GDPR Compliance Services & Cyber Essentials
Data Protection Management & the first steps to GDPR Compliance
Cyber Essentials & IASME
Cyber Essentials is a scheme designed by the Government to make it easier for you and your business to protect against cyber criminals and data breaches.
Cyber Essentials requires your organisation to have five technical controls in place:
- Boundary firewalls
- Secure configuration
- User Access control
- Malware protection
- Patch management
Cyber Essentials offers a certification process so you can demonstrate that you have taken the essential precautions. It will provide evidence that you have carried out basic steps towards protecting your business and your data from internet based cyber-attacks.
Why get certified?
Certification against both IASME governance and the Cyber Essentials will indicate a good level of all-round information security. This will be particularly true if you also pass the GDPR assessment questions and indicate that you have made efforts to ensure your company is ready for the introduction of the regulation. For small business, looking at obtaining the Cyber Essentials with IASME governance certification will help provide guidance, assurance and show your customers and suppliers that you take security seriously.
Where does GDPR fit in?
By certifying to the IASME governance standard including the specific GDPR questions, you show your organisation has a wider governance system for management of the controls protecting personal data. The IASME governance standard adds a number of topics to Cyber Essentials which will be required for GDPR compliance, such as assessing business risks, training staff, dealing with incidents and handling operational issues. The cost and effort of putting your company through GDPR compliance is negligible compared to the cost of a data breach.
GDPR Compliance
GDPR is intended to strengthen and unify data protection for all individuals within the EU. The legislation came into effect on May 25, 2018 and at the time was cited as the most important change in data privacy and security regulation in 20 years and affects all businesses & organisations within the EU.
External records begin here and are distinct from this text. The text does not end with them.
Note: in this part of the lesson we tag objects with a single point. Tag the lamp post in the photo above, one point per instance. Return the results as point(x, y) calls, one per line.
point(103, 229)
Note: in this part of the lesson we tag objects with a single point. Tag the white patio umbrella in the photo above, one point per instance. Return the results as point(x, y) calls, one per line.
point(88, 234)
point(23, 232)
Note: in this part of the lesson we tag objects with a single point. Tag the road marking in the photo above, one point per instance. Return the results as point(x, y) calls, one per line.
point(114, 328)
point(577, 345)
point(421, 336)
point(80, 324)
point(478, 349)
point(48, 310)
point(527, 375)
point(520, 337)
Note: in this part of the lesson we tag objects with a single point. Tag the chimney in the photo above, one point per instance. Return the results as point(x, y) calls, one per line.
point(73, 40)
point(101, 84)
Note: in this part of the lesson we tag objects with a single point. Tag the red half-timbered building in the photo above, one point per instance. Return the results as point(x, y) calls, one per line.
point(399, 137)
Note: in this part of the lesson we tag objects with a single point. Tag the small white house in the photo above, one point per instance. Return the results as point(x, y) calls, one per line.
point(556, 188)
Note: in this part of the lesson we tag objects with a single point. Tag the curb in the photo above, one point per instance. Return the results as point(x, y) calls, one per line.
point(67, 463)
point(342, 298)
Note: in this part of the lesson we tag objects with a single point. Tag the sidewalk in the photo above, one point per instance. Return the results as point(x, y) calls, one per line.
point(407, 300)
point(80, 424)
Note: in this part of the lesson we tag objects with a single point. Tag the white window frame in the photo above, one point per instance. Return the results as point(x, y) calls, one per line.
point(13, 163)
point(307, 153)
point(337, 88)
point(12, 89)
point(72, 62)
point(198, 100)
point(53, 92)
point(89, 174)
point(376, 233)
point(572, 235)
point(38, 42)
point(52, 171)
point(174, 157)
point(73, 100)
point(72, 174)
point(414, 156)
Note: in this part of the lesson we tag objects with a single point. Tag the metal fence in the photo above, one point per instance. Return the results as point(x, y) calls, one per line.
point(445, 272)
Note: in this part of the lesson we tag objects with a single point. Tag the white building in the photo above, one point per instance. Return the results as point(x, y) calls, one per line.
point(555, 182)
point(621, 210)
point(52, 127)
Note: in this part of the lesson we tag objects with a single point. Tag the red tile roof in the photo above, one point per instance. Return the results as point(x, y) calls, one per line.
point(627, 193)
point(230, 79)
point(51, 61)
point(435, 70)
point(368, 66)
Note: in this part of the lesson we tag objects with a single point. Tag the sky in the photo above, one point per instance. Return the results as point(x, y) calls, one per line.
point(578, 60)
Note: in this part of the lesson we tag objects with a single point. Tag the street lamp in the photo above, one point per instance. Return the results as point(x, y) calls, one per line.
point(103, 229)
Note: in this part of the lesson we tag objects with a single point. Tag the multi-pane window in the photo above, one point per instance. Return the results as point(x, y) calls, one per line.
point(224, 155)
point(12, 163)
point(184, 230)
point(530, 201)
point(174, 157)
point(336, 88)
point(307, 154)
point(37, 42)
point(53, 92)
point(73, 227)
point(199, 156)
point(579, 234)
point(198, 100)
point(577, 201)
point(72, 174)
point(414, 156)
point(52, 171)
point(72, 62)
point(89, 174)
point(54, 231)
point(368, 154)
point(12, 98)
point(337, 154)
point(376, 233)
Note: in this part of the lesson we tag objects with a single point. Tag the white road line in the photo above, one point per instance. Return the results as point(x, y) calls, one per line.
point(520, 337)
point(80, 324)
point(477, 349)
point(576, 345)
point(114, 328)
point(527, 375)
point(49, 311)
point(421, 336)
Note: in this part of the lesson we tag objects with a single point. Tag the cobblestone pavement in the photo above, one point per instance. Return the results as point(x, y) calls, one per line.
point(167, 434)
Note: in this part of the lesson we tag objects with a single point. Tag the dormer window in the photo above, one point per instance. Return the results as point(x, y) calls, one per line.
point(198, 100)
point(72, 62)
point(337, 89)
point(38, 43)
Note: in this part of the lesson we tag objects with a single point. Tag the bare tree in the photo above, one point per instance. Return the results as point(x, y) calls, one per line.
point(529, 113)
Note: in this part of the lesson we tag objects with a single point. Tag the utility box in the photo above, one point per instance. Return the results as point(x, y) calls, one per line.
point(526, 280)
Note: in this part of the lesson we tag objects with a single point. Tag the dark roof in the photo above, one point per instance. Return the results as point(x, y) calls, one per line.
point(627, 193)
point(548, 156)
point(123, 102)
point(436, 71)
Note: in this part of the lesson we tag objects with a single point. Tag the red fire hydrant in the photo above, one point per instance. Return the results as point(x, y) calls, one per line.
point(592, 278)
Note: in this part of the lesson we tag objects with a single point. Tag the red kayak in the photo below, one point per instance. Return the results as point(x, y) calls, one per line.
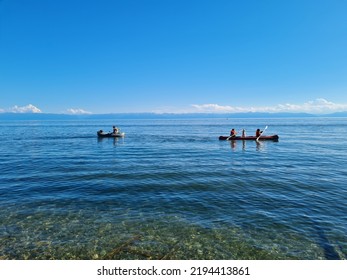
point(270, 137)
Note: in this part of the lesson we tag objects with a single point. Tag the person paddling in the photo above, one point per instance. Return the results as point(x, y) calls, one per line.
point(258, 132)
point(115, 130)
point(233, 133)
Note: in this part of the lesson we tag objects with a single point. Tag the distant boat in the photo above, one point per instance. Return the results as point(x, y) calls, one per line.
point(270, 137)
point(100, 133)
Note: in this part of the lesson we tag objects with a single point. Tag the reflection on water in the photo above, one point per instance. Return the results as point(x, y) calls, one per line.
point(171, 190)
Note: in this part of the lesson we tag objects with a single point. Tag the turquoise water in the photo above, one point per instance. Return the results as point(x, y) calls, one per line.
point(171, 190)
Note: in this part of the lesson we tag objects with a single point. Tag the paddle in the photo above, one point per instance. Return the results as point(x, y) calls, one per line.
point(261, 133)
point(231, 136)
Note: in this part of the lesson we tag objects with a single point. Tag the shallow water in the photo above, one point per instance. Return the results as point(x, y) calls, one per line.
point(171, 190)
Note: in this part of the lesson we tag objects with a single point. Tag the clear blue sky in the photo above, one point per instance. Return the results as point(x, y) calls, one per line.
point(173, 55)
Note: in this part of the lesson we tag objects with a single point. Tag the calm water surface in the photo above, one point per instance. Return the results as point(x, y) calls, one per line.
point(171, 190)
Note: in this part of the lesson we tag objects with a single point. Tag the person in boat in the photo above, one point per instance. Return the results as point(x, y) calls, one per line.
point(258, 132)
point(115, 130)
point(233, 133)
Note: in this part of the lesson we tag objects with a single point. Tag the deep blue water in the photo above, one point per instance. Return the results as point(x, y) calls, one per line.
point(171, 190)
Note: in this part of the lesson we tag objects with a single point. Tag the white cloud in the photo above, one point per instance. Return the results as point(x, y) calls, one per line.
point(23, 109)
point(318, 106)
point(77, 111)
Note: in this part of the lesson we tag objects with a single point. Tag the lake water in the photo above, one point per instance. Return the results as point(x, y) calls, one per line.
point(171, 190)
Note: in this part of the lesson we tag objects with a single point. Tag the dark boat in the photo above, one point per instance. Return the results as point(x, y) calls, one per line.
point(270, 137)
point(110, 134)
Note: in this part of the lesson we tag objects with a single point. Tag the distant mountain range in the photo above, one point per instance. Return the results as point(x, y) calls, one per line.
point(44, 116)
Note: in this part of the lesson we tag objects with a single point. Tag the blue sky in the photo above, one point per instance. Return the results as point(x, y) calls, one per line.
point(116, 56)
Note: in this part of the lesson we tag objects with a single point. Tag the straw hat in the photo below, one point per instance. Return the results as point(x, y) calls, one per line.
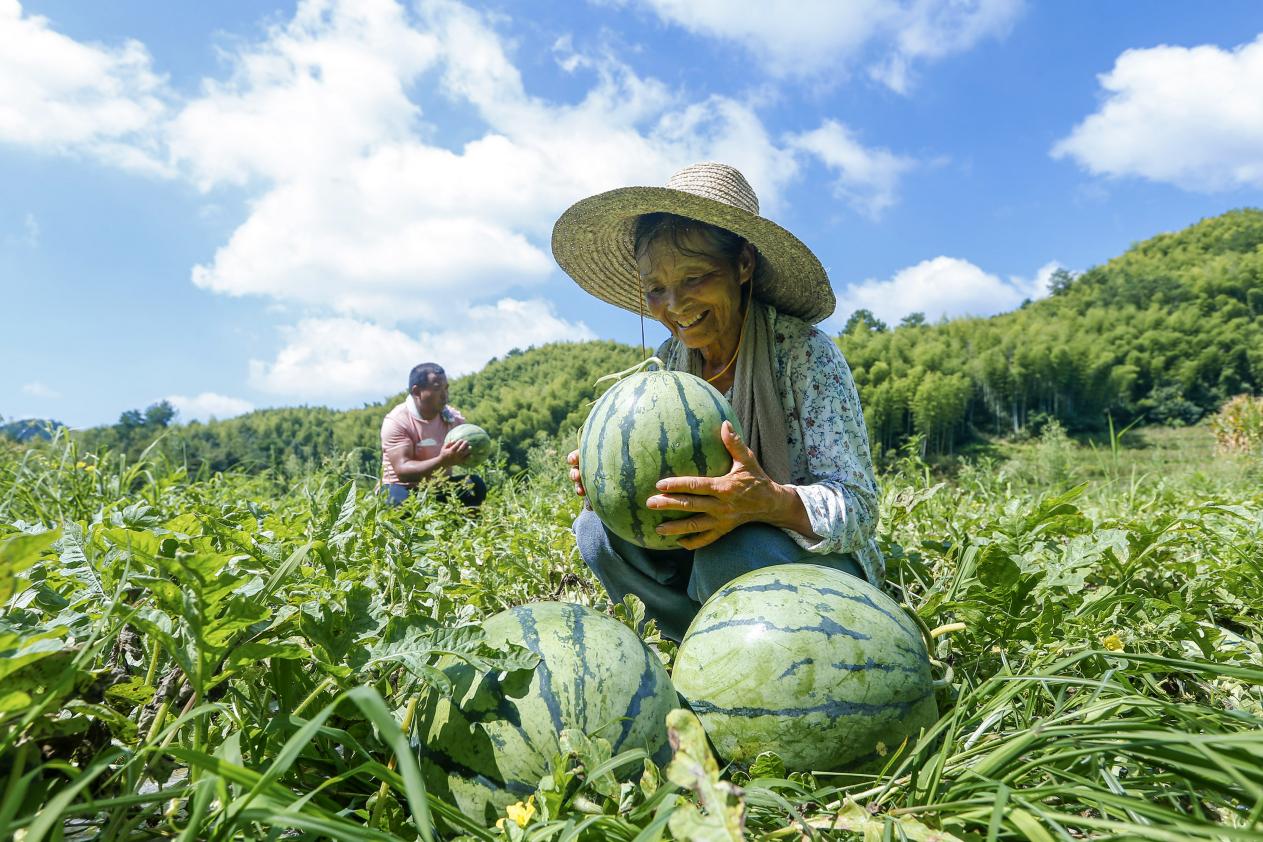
point(592, 240)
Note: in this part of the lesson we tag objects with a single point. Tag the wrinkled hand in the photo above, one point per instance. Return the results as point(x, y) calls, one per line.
point(719, 505)
point(455, 453)
point(575, 476)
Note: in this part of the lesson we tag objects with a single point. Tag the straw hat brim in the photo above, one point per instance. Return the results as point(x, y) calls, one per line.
point(591, 243)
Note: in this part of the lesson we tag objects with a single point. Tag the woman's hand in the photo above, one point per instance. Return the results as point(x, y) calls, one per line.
point(575, 476)
point(719, 505)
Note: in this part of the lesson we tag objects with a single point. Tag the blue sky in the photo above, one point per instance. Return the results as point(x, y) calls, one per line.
point(234, 207)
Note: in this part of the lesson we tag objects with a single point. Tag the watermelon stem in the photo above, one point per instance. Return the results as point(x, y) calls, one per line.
point(947, 629)
point(638, 366)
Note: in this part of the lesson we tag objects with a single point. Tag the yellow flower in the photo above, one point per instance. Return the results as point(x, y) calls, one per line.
point(520, 812)
point(1113, 643)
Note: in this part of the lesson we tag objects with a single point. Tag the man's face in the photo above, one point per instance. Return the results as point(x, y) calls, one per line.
point(432, 397)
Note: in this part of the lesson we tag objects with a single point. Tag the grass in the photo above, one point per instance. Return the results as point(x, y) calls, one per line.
point(220, 659)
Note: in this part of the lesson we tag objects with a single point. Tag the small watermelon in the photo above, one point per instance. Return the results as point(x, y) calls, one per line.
point(811, 663)
point(489, 744)
point(480, 443)
point(649, 426)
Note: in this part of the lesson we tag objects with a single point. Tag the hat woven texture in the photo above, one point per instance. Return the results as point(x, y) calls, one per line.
point(592, 240)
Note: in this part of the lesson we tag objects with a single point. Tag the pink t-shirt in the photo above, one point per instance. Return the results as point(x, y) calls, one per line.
point(403, 426)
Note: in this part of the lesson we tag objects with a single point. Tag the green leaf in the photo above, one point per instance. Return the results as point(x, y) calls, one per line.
point(768, 764)
point(692, 768)
point(19, 553)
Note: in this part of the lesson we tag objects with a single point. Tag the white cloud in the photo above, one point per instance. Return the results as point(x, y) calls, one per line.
point(798, 38)
point(374, 222)
point(63, 95)
point(1187, 116)
point(37, 389)
point(865, 178)
point(341, 359)
point(389, 244)
point(942, 287)
point(209, 404)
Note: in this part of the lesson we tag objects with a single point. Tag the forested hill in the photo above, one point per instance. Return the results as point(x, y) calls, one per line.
point(526, 397)
point(1166, 332)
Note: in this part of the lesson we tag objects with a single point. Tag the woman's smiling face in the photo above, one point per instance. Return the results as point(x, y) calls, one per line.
point(694, 290)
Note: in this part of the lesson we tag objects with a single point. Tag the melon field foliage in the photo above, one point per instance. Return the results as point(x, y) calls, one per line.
point(234, 657)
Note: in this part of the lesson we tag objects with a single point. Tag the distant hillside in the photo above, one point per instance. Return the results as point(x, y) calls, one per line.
point(523, 398)
point(1163, 332)
point(29, 428)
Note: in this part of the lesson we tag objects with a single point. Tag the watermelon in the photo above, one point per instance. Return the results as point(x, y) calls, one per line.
point(649, 426)
point(489, 744)
point(480, 443)
point(811, 663)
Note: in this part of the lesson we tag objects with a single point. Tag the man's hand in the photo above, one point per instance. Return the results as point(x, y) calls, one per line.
point(718, 505)
point(454, 453)
point(575, 476)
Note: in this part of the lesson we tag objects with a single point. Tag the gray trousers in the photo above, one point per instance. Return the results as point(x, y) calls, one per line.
point(675, 582)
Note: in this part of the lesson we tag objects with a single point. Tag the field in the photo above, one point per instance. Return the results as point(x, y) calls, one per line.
point(240, 657)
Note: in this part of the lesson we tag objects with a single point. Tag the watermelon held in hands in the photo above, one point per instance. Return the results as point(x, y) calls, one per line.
point(811, 663)
point(648, 426)
point(489, 744)
point(480, 443)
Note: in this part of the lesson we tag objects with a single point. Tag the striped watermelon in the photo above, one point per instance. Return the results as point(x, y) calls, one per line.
point(491, 746)
point(808, 662)
point(649, 426)
point(480, 443)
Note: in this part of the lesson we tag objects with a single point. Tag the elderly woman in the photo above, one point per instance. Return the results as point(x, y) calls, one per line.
point(739, 296)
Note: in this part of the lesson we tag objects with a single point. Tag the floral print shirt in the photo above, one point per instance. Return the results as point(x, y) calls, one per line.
point(829, 444)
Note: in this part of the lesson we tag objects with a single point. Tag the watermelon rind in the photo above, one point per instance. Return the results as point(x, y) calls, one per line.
point(649, 426)
point(489, 744)
point(815, 664)
point(480, 443)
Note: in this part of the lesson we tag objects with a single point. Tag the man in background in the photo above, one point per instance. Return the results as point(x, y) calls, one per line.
point(412, 442)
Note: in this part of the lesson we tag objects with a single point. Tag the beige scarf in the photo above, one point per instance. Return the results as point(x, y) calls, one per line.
point(755, 398)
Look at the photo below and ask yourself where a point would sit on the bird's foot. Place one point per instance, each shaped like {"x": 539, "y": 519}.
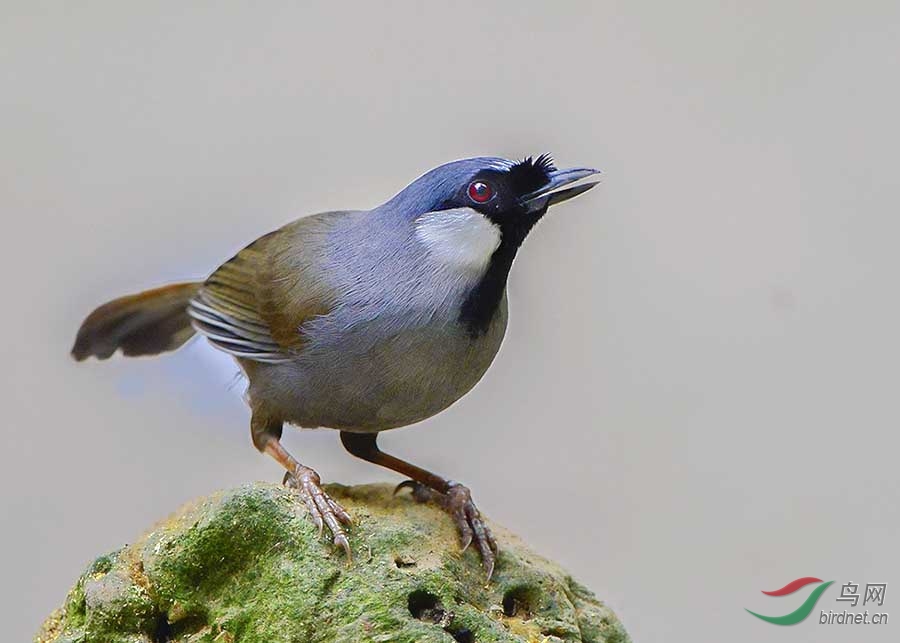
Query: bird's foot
{"x": 324, "y": 510}
{"x": 458, "y": 503}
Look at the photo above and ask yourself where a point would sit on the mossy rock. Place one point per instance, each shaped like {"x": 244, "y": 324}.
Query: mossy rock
{"x": 248, "y": 566}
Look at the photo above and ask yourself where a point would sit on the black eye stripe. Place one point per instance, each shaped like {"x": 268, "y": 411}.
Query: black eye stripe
{"x": 480, "y": 191}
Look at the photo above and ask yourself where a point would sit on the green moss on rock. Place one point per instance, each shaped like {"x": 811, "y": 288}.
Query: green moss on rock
{"x": 248, "y": 566}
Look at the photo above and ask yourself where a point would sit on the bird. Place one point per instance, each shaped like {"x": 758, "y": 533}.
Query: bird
{"x": 360, "y": 320}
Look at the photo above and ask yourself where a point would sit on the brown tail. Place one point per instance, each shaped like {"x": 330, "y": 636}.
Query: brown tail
{"x": 151, "y": 322}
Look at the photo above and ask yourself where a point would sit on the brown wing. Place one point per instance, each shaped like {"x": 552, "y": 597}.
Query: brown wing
{"x": 253, "y": 306}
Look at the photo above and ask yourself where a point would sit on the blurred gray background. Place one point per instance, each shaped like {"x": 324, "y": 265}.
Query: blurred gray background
{"x": 697, "y": 398}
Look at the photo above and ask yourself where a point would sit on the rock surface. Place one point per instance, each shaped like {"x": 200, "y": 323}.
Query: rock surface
{"x": 247, "y": 566}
Some of its key points are:
- Increased fines.
Fines can be up to 4% of global turnover or €20M, whichever is higher. - Opt-in consent.
Users must give clear, unambiguous consent for their data to be collected and processed. And you must have proof of how, why and when the consent was given. - Breach notification.
The ICO must be informed within 72 hours of any data loss and users informed “as soon as possible”.
The Cyber Essentials scheme offers a big step towards being compliant with GDPR and most likely will put you ahead of competitors, many of whom will be dragging their heels. Organisations that also chose the IASME compliance, upon successful completion, will be provided with a “GDPR Ready” badge to display.